Steve Barnett came to his role as CEO of the Sandusky, Mich.-based McKenzie Health System in 2008, just as the recession was kicking into high gear.
“If you think about where we were nationally with the economy back in 2008, it really set the stage for a precarious time, especially when you think about what ensued after with the debate over health care and the subsequent passing of the Affordable Care Act in 2010. [The ACA] was the single biggest disruption to health care since the beginning of the 20th Century,” says Barnett.
For Barnett, the transformations happening around the industry and the world at large represented a chance to change the culture of the organization. In adhering to the spirit of the ACA, the hospital switched from a sickness/volume model of payment to one that depends on wellness visits and value. McKenzie changed its mission statement, modified staffing and recruiting strategies, and adopted telehealth to improve access to care.
For the nation’s 1200+ critical access hospitals and rural providers, undergoing a transformation like this isn’t just a nice thing to have for a marketing presentation … it could be the difference between staying in business or shuttering. According to research, 102 rural hospitals have closed since 2010 and approximately 700 are currently in danger of doing the same. The health of rural health organizations is one of the most critical issues heading into the next decade.
“When these hospitals close, there is obviously no care in the communities. But also what you see over time, and what has been proven by several studies, is you’ll see the community dry up,” says Mitchell Clark, President of Cerner’s CommunityWorks, which is a sect of the Kansas City-based health IT giant that is geared toward working with rural providers.
Challenges of a rural provider
Darrold Bertsch has seen these struggles firsthand as the CEO of Sakakawea Medical Center, a Critical Access Hospital in Hazen, N.D. In North Dakota alone, five hospitals are at risk for closure — all of which are essential to their communities. While Sakakawea isn’t on that list, the struggles that many of his fellow rural hospitals face are not far from Bertsch’s mind.
“We’re challenged with making sure we can make ends meet and making sure we have positive operating margins so we can reinvest in our facilities and continue to provide the services that are needed locally. That’s a constant challenge to make sure we are financially viable. And rural organizations especially have challenges in recruiting the workforce we need,” says Bertsch, who became CEO of the organization in 2009.[Related: Carilion Clinic CEO Nancy Agee on transforming a local economy into an innovation hub]

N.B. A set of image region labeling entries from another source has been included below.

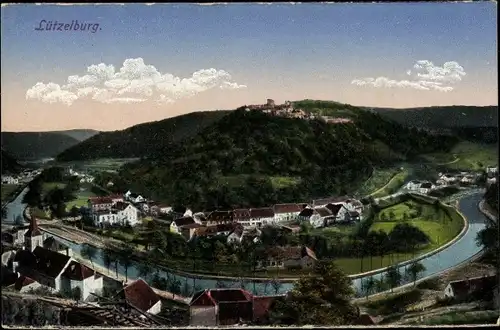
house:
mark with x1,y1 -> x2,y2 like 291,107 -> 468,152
13,246 -> 103,300
2,175 -> 19,184
189,289 -> 253,327
43,236 -> 73,257
273,204 -> 303,222
298,207 -> 336,228
61,260 -> 103,301
179,222 -> 206,241
249,207 -> 275,227
233,209 -> 251,227
113,202 -> 139,226
116,279 -> 161,315
92,210 -> 121,228
258,246 -> 318,269
170,217 -> 196,234
87,197 -> 113,213
127,193 -> 146,203
207,211 -> 234,226
312,196 -> 347,207
444,275 -> 498,300
24,214 -> 43,252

Mike Shimmens, executive director of 3RNet (National Rural & Retention Network), a not-for-profit organization that places health professionals primarily in rural and underserved practices, says that hiring strong candidates to practice in these areas can be tricky. “Finding and keeping a good workforce seems to be even a bigger struggle in a rural area. There’s just not as many bodies to go around for employment,” he says. “You need to have a strategy. The CEO needs to be involved.”
Rural providers are combating these challenges with loan repayment programs and developing recruiting pipelines to get young people interested in health care. Other organizations are using flexibility as a carrot. “A lot of the workforce wants a flexible type of schedule, a flexible working environment to meet the needs of their family and their profession,” says Shimmens.
Access to care
The list of problems that rural health CEOs face includes many of the same issues many other health care CEO grapple with: recruiting and retaining talent, keeping patients satisfied, curbing overuse of the ED, dealing with the opioid crisis, navigating the regulatory landscape, staying profitable and finding new revenue sources.
But the issues are amplified for rural organizations because their patients struggle with access to care and, in turn, have worse health outcomes. According to one study, rural residence was associated with a 40 percent higher preventable hospitalization rate and a 23 percent higher mortality rate than those in an urban area.
Many hospitals serve patients hundreds of miles away. Improving access to care is a challenge that every rural CEO encounters during their tenure. For Bertsch, the solution was a collaboration between Sakakawea and Coal Country Community Health Center, a federally qualified health center in nearby Beulah, N.D. The two organizations were originally competitive but realized that a combination would increase access to care for both their patients.
“We have an integrated governance model where those two entities work together to address the needs of the patients instead of being competitive. This has led us to expand our health care services, not only in our service area footprint but by doing more behavioral health,” said Bertsch, who is CEO over both organizations. He notes that both entities have remained independent corporations and it’s not an official merger.